The differential educational curricula and pay structures aren’t incidental – they are weapons of the powerful. In a world where the humanities are female-dominated and STEM male-dominated, where the disciplines themselves act out the treatment received by their student pools (the humanities, oppressed, women, and STEM, majority, men), belittling the humanities is directly belittling the people who populate its classrooms, overwhelmingly women.
The solution lies in striving for a world which pays, and respects, the arts and the sciences just the same. Which makes STEM curricula more holistic, and educational access easier for women, especially in developing countries. It frightens me how the courses most people want to study in India keep the most important issues, those of fundamental rights, at bay, making only a small section, the outcasts, the “humanitarians” aware at all.
However, they ARE aware – more than in the past. And that is one progressive step, in an imperfect world. The world is imperfect because even the humanities themselves aren’t safe havens for career-oriented women. There have been shocking cases of renowned academicians endorsing regressive views, and the humanities have managed to stand up for only select minorities. While it endorses feminism, discourse is notably meagre around the rights of the “lower castes” or people with disabilities, to name a few. While those with the good fortune to receive a liberal education boldly take up the feminist or queer cause in many cases, the humanities have not been able to, yet, do enough to make campaigning for the latters’ causes extremely widespread.

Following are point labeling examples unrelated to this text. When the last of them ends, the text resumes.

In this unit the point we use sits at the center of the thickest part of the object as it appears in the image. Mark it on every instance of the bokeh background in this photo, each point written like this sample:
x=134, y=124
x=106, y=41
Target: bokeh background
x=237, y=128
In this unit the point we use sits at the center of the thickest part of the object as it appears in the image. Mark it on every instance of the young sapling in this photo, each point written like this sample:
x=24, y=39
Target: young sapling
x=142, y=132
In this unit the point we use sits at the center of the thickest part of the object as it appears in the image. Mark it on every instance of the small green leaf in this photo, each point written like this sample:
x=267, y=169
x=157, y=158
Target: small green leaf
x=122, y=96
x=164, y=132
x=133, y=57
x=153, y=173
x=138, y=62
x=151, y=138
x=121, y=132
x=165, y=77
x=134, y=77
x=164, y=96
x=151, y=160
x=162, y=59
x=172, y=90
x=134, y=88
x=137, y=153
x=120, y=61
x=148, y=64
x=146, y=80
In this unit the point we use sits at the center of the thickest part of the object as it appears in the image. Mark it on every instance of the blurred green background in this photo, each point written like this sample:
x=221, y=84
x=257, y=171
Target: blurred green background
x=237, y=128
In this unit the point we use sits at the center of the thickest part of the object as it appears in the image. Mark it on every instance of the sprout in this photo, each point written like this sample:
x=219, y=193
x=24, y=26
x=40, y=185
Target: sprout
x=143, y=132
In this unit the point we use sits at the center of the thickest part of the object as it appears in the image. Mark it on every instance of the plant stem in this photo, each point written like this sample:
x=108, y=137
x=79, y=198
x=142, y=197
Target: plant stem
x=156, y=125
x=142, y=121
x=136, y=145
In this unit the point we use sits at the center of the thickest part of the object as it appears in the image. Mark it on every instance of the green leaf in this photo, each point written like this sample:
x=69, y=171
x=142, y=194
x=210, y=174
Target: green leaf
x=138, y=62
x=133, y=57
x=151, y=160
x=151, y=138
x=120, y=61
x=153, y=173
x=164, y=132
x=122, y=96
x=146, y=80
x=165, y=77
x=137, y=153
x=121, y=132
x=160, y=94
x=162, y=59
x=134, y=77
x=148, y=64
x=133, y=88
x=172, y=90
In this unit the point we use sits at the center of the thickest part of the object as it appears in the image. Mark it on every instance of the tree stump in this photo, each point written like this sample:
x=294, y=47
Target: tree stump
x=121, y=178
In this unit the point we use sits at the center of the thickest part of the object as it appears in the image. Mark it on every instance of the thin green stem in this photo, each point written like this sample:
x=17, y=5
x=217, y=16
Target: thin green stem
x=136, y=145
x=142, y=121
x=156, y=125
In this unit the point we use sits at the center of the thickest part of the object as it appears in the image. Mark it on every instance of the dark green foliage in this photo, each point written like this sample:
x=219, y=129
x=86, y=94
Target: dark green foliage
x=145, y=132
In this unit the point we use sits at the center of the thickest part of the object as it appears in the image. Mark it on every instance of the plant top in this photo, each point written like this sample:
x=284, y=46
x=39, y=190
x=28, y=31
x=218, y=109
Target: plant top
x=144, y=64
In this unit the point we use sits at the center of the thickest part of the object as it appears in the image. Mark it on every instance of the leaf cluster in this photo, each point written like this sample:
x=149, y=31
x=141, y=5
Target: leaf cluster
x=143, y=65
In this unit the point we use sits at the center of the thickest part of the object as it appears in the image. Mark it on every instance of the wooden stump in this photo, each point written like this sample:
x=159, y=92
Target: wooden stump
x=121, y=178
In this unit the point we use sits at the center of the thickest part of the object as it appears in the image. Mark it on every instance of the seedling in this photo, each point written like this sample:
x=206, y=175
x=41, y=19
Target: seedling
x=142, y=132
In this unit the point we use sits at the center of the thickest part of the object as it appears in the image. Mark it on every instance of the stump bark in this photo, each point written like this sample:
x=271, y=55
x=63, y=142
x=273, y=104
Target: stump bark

At the same time, women in STEM workplaces have shown considerable valiance in standing up for their rights, making the educational worlds explored in this article as grey as the real world we inhabit. However, the humanities do provide course material that arm people with better knowledge about their rights, and it is only a matter of time before it spreads out into greater inclusion than it already supports – making STEM curricula further modeled on it will equal making at least one soul in the world more liberal, at a time.